As expected, the parametric predicted results reconstruct the layered background with resistivities of 45 Ω m, 8 Ω m and 160 Ω m by iterating 15 times. For the BSEM data with 5% noise, while the misfit is 13% as the parametric inversion provides only a diffuse and unclear predicted model. One can also observe that the normal level of 5% is not sensitive to the inverted results as the parameters of layered background considered in parametric inversion. However, the parametric predicted model will be helpful in resistivity image inverse, which reconstructs the true model efficiently. Once the resistivity of layered medium is preconditioned, one long outstanding problem with iterative-based inversion schemes is solved with the accuracy of first guess values. Like other least square techniques, BSEM requires the first guess values to be as close as possible to the actual solution in order to guarantee stable convergence. As shown in Figs. 9 and 10, the misfit is 8% and the inverted results by resistivity image based on the first guess values is reasonable for the complex reservoir exploration interpretation, even in that case with noise interference. Therefore, the parametric inversion method proposed in this paper offers one potential solution for the long outstanding problem in iterative-based inversion schemes.

5 Conclusions

A preconditioned inversion algorithm of three-dimensional borehole to surface electromagnetic based on the IE method forward and least squares inversion has been developed and demonstrated in complex structure with homogeneous half space and layered background. Take full advantage of the IE method as it needs fewer grids covering the anomalous domain with only a few parameters, and the background resistivity can be considered into the inversion process. We have presented a parametric inversion for BSEM exploration based on the IE method, which provides an preconditioned inversion domain which can be kept unchanged during the entire inverse process. The remarkable property of the preconditioned algorithm is that one can precompute the Green’s function vector only once and keeping them unchanged, update the Jacobin matrix just by submitting the updated electromagnetic fields and the updated resistivity model.
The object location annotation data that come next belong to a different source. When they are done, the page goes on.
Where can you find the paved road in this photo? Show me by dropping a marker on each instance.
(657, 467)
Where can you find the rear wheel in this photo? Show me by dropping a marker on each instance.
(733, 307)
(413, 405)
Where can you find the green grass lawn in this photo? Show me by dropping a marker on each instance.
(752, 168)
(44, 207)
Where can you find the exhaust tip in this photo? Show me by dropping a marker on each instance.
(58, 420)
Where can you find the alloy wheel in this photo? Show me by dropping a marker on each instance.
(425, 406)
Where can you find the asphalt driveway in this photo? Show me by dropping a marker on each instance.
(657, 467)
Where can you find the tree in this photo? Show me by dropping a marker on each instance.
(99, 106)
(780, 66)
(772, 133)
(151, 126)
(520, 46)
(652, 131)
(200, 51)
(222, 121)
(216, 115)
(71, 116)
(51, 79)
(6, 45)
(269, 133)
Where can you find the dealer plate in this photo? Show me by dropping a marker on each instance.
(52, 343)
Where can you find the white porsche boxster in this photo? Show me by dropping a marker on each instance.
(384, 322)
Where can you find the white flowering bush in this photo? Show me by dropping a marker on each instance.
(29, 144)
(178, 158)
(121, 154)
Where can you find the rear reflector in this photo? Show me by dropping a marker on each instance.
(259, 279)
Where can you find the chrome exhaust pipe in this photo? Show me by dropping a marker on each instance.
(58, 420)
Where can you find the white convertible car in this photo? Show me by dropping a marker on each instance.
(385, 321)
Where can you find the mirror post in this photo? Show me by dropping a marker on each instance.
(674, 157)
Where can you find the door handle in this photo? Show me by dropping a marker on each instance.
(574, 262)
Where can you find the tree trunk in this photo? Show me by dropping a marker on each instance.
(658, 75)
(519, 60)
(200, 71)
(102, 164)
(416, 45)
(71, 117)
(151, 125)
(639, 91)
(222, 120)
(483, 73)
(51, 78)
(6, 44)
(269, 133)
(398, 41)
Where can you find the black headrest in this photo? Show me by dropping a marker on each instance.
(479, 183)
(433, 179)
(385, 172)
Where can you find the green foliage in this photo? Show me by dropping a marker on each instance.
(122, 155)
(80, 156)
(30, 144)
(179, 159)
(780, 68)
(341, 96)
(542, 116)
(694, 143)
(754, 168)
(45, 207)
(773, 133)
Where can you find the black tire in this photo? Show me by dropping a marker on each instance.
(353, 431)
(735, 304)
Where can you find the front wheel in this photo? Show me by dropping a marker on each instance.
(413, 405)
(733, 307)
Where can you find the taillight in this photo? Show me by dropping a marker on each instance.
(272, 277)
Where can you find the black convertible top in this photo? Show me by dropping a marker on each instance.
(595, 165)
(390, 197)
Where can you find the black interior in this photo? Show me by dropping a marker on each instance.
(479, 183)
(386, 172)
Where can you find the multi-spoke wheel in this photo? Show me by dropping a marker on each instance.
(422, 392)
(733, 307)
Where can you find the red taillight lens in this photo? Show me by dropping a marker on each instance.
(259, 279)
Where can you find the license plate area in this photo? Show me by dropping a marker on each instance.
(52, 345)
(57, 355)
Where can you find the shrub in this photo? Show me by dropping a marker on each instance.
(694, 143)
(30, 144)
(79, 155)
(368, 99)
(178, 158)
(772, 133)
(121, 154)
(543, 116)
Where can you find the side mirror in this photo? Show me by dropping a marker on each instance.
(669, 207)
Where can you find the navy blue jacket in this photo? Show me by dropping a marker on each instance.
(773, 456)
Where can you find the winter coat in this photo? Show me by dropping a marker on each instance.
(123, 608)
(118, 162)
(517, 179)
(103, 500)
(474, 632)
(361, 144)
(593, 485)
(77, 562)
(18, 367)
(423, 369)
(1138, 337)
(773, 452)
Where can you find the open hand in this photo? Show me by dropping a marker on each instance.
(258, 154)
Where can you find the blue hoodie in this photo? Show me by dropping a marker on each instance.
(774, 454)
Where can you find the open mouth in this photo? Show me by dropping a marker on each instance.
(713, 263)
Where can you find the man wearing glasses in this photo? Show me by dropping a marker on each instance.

As a result, the preconditioned inversion based on IE method is very efficient for BSEM. Synthetic noisy examples of three dimensional BSEM in tilted irregular structures with homogeneous and layered background suggest that the preconditioned inversion algorithm provides a clear image of the true model. To widely apply BSEM technology in oil field exploration, it is necessary to develop the parallel algorithm for the preconditioned inversion in the future.